ECN CoverE&C Commissary News

Editorial Comment — April 2013

Time to Be Heard!

Short of a march on Washington or skywriting over the National Mall, few things can capture Congressional and Administration attention as well as correspondence from constituents. Lots and lots of it. So get your pens and keyboards ready.

This is a pivotal time for military resale. It's been that way since the “S”-word first showed up on the nightly news, followed in turn by the “F”-word: furloughs.

As we write, the Department of Defense (DoD) and the service chiefs are reviewing family programs to try to reduce the impact of sequestration on employees, servicemembers and their families. You'd think commissaries would be high on the list, but in fact they're not even included.

So why should military family grocery programs — a.k.a. commissaries — matter to the service chiefs and the Pentagon? Because even the most sophisticated weaponry relies on human control; and even the most hardboiled warrior relies on the military's family support structure, including military resale, while fighting at the front. The question is not just about “grocery stores” and exchanges on base, it's about servicemembers being primed and ready to take care of their mission, secure in the knowledge that their families are being taken care of at home.
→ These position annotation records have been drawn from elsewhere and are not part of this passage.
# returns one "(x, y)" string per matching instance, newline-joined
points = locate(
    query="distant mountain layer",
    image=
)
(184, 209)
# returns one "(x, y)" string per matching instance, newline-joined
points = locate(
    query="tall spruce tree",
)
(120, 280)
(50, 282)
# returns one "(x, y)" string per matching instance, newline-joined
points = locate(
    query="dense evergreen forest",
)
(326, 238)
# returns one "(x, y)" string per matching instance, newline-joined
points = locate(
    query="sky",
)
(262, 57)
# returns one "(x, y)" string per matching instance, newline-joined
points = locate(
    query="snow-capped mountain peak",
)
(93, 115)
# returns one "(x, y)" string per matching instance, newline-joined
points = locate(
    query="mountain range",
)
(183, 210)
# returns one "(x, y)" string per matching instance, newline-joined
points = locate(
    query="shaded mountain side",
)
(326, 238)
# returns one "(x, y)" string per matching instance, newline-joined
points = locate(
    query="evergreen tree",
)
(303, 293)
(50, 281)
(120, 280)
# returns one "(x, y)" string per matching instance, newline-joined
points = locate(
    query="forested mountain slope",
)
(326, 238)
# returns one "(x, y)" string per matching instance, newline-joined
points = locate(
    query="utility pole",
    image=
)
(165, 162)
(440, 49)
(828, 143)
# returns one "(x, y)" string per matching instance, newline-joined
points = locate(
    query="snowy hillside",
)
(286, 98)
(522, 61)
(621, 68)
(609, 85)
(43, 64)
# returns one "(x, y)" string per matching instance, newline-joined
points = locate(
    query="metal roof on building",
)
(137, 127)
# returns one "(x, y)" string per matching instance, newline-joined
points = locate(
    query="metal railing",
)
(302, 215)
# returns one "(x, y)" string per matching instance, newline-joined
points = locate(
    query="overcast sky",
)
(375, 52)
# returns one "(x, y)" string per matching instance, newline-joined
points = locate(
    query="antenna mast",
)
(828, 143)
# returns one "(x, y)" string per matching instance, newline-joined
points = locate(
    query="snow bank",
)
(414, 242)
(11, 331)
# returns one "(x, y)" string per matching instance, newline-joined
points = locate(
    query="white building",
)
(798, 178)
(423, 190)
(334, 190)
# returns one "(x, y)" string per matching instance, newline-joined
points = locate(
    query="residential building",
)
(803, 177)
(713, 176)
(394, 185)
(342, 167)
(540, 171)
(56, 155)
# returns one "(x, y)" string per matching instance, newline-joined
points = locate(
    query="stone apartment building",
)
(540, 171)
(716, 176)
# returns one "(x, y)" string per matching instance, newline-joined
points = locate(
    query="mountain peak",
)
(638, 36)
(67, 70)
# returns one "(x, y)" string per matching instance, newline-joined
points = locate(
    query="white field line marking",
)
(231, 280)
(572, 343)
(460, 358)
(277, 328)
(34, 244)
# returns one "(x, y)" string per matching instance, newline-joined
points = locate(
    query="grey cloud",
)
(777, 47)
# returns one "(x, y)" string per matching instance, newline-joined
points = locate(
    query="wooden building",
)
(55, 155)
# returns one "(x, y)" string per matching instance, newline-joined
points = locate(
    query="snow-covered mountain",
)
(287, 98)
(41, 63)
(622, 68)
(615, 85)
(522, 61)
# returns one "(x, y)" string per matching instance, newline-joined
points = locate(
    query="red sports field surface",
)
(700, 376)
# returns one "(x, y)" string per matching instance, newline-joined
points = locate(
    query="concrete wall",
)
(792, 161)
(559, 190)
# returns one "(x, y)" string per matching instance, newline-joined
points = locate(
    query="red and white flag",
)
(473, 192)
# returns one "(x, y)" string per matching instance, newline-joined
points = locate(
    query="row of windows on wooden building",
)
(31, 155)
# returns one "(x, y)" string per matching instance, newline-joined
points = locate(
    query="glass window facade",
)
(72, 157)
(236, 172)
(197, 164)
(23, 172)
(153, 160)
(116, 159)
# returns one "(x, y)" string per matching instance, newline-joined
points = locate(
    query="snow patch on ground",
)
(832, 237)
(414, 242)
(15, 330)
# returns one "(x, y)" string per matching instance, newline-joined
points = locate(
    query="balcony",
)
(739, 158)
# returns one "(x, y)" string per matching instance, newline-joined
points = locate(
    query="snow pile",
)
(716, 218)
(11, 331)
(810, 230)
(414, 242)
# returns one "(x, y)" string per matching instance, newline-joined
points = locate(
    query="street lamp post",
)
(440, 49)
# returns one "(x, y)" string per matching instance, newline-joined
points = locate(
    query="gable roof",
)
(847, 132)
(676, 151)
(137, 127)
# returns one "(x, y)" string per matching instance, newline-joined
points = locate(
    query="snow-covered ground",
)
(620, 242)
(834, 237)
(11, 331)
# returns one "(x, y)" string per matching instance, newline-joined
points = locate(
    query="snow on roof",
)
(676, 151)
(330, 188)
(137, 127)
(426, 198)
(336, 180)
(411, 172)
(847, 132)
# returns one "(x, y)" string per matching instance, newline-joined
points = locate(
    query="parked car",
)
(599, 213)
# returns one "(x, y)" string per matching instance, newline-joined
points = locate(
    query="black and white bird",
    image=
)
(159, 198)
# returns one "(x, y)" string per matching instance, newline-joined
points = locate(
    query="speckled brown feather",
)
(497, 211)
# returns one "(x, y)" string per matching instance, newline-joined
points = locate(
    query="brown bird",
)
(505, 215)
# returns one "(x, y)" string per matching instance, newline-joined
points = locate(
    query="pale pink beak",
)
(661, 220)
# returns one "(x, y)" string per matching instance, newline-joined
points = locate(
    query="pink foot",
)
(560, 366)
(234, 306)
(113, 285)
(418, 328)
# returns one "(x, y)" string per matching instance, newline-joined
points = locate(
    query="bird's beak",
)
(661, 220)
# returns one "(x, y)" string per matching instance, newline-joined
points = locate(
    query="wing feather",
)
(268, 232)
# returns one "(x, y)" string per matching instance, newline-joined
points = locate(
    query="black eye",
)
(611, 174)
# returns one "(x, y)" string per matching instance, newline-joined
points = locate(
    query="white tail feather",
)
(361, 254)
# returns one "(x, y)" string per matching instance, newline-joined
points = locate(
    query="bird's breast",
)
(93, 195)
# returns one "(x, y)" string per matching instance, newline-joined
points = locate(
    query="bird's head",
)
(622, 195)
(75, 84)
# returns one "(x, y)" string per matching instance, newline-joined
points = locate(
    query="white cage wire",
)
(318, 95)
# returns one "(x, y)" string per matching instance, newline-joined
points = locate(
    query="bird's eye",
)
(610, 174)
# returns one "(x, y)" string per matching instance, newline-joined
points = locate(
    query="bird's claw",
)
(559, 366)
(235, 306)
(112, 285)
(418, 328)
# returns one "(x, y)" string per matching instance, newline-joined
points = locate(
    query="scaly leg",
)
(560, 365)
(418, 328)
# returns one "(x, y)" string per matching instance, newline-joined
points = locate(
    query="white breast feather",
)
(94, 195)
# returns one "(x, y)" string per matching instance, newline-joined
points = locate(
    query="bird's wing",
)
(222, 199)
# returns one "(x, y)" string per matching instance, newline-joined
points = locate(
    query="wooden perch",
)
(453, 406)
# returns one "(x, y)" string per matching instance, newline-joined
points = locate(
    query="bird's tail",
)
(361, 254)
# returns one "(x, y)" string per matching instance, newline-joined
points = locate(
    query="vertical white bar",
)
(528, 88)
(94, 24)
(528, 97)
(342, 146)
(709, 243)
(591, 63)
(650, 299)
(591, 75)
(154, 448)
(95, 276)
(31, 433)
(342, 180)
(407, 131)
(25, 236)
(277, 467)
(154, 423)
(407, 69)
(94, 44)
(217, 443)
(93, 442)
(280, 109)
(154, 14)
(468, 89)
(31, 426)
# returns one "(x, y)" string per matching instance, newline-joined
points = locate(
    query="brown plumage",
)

It might be tempting in a time of belttightening to try to save dollars by removing that support structure ... but without it, the entire edifice of family readiness is in danger of collapse.

In the current federal budget-cutting dialogue, the loudest voices — the naysayers — have already been heard from, chanting consolidate, concatenate, eliminate.

It is difficult to understand why the Office of Management and Budget (OMB), the Congressional Budget Office (CBO), the Defense Business Board (DBB), the Center for Strategic Budgeting and Analysis (CSBA), the Brookings Institution and other similar organizations calling for drastic changes cannot, or will not, connect the dots. Still, their suggestions keep making the news and stealing the spotlight — when the voices that really need to be heard are those in the military community itself.

The alarm has been sounded, and associations and coalitions have been responding for the troops they represent. But the Pentagon, the White House and Capitol Hill need more.

They need to hear from you.

Faithful supporters of military resale, system insiders and supplier partners alike, shout it out!

Tell your elected representatives why commissaries and exchanges matter to servicemembers and their families, as well as to their supporters in industry and employees of the systems themselves. As discussions get under way on the 2014 budget, remind them just how important it is not to rescind funding and not to shove the burden of budget cuts onto the backs of those who serve.

Send an email. Go to the senator's, the congressperson's “.gov” home page and leave a message. Text them. Tweet. Call. If all else fails, there's pen and ink and postage stamps (word has it that members of both houses of Congress weigh personal letters more than anything). Go to the “contact us” buttons on WhiteHouse. gov and Defense.gov.

No matter how you do it, make sure your voice is heard!

Rising Above the Fray ...

With the threat of sequestration before them, and all the consequences that might threaten their very operations, we must congratulate the military resale systems for rising to the challenge during fiscal 2012, and going about their business, which is to serve their customers the best way they know how.

The Defense Commissary Agency (DeCA) propelled itself past the $6 billion mark during the fiscal year; and coupled with generally positive sales rung up by the exchanges, military resale was able to rise above all the negatives and post a solid sales year, recording cumulative direct sales of more than $19 billion.

Although the cumulative percentage rise in sales was only small — not quite 1 percent — it nonetheless served to demonstrate the resilience of the commissaries and the outlets overseen by the Army & Air Force Exchange Service (AAFES), the Navy Exchange Service Command (NEXCOM), Marine Corps Exchanges (MCX), Coast Guard Exchanges (CGX) and the Veterans Canteen Service (VCS).

It also highlighted, without a shadow of a doubt, that even after more than 10 years at war, the world of military resale remains strong and can handle itself in the face of adversity.

In fiscal 2013, there will be more challenges to face, more demands to confront. But based on past performance, we know that exchange and commissary associates, managers, executives and their supplier partners will find ways to overcome the hurdles, and not only survive, but thrive in spite of any obstacles.

Servicemembers and their families — and all who are familiar with military resale — expect nothing less.